Syke - Von Dagmar Voss. Sonnenschein und laue Lüfte beflügelten das diesjährige Konzert der Kreismusikschule (KMS) im Kreismuseum. Seit nunmehr 30  Jahren musizieren die Schüler des Syker KMS-Folkloreensembles dort mit ihren Dozenten.

Fast alle Lernenden in Sachen Musik aus dem nördlichen Landkreis hatten sich auch in diesem Jahr wieder im Innenhof des Museums versammelt – also musizierten gut 100 Menschen mit ihren Instrumenten open air unter der Leitung von Sebastian Lauckner. Mit rotem Hemd und sommerlichem Strohhut dirigierte er gutgelaunt die Flötisten, Gitarrenspieler, Cellisten und Geiger. Rhythmische Verstärkung dazu lieferte Projektleiter Konrad Lagies am E-Bass.

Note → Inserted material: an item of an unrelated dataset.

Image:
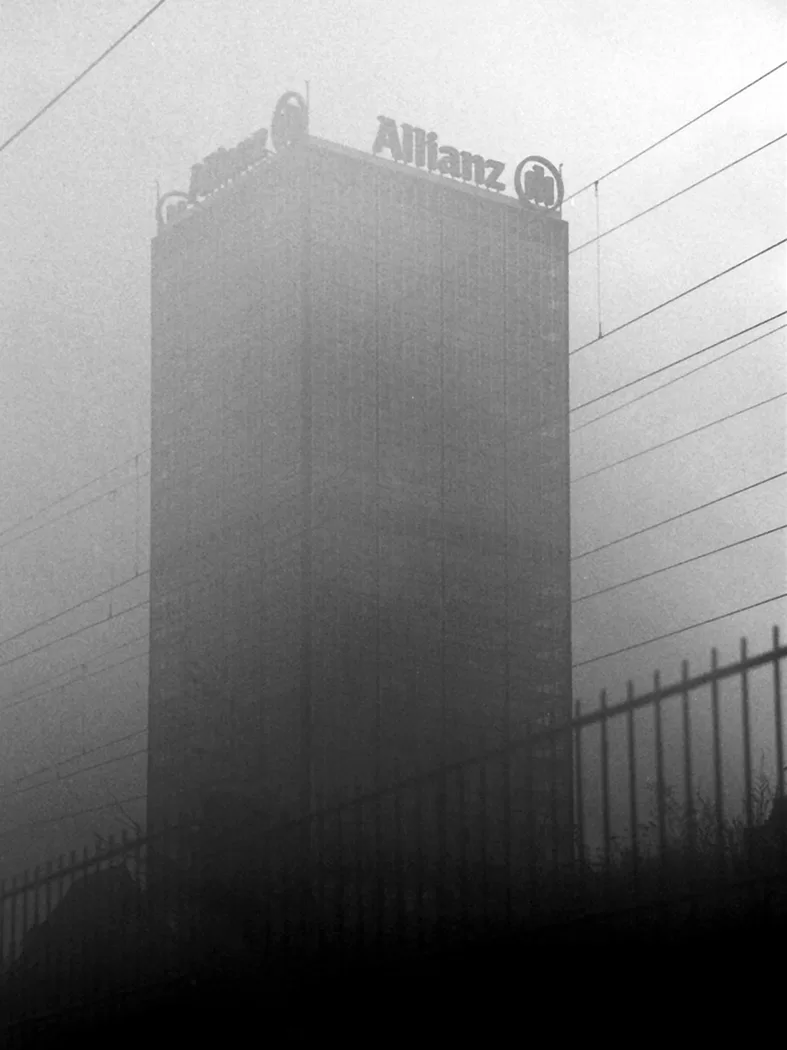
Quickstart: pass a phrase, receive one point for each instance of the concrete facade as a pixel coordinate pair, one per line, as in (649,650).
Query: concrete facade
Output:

Schnell füllte sich der Ort bis auf den letzten Sitzplatz, sogar etliche große Steine mussten als Sitzgelegenheiten herhalten. Zu den Auftaktstücken „Der Hahn ist tot“ und „Der Fuchs“, einem italienischen Volkstanz, gab es Kreistänze von Kindern und Müttern aus den Früherziehungskursen von Brigitte Jorek. Sie hatten sich dazu herrlich knallbunte, schräge Kopfbedeckungen gebastelt und sichtlich Freude am Tun.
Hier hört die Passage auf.